Canine Social Behavior
This page is going to be a work in progress for some time. There is so much to say on this subject. I have spent well almost 40 years years as an adult studying all aspects of canine social behavior, pack dynamics and such. It's a very complex subject. I have lived with and worked hands on with packs of pure wolves as well as dogs of various breeds, and have had a passion to understand all aspects of this subject since I was very young. I had the unique opportunity to live with wolf packs at a licensed wolf facility, at the same time keeping a pack of sled dogs as my own pets and working sled dogs. I could go back and forth each day, observing the differences and similarities in pure wolves and domestic dogs, both in how they related to each other and to people. I have also worked hands with wolfdogs of various ancestry, giving me some fun insight into these canines who are somewhere in between wild and domestic canids.

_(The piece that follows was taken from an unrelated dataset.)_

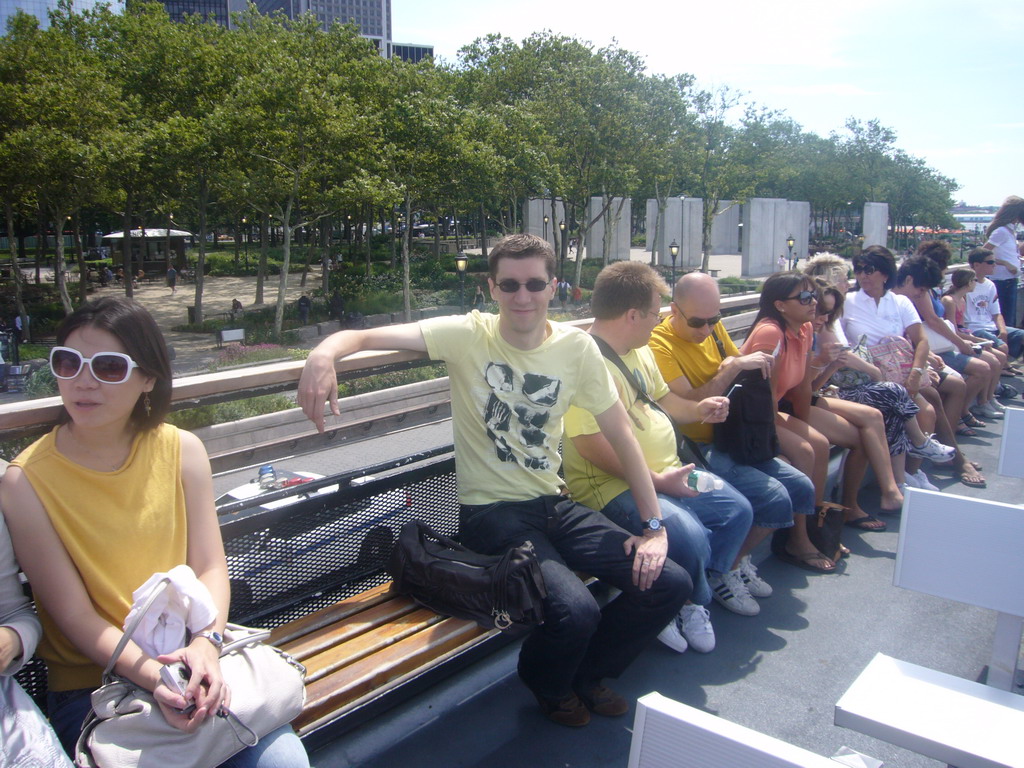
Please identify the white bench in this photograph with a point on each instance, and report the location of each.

What I will work on first is just some basics of canine pack dynamics, as that is something that can help dog owners understand their pets better, both in how they relate to other dogs in the home and in public, as well as how dogs relate to people.

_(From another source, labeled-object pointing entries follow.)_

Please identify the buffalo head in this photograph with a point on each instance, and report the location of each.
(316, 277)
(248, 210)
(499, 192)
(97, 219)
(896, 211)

The most very basic fact about canines is they are social pack animals. In the wild, a wolf pack is usually a family consisting of the parents (usually the alpha male and alpha female), and their offspring of various ages. There is a rank order that is linear, like the rungs of a ladder, and this is in each sexes. There is a dominant or alpha male, a #2 male, a #3 male and so on down the line, and the same is true of females. While there is some amount of dominance interaction between the sexes, most dominance interactions will between canines of the same sex and similar rank. In other words, the #1 or alpha male will dominate the #2 male, and the #2 male will dominate the #3 male, more often than the #1 male will dominate the #3 male. That is not to say it never happens though, or that a male won't dominate a female or vice versa. And, unlike some force based trainers would like you to think, lower ranking canines are more likely to offer submissive behavior to their leaders than the leaders demand it. A good canine leader does not go around beating up all his packmates. Ones that do are usually insecure bullies. A lot of time, if things are relaxed, an observer would have a hard time telling the rank orders of pack mates. It is usually only when things are more active (such as feeding time or breeding season) that you will see more dominance interactions and can tell by behaviors where each animal fits in it's pack.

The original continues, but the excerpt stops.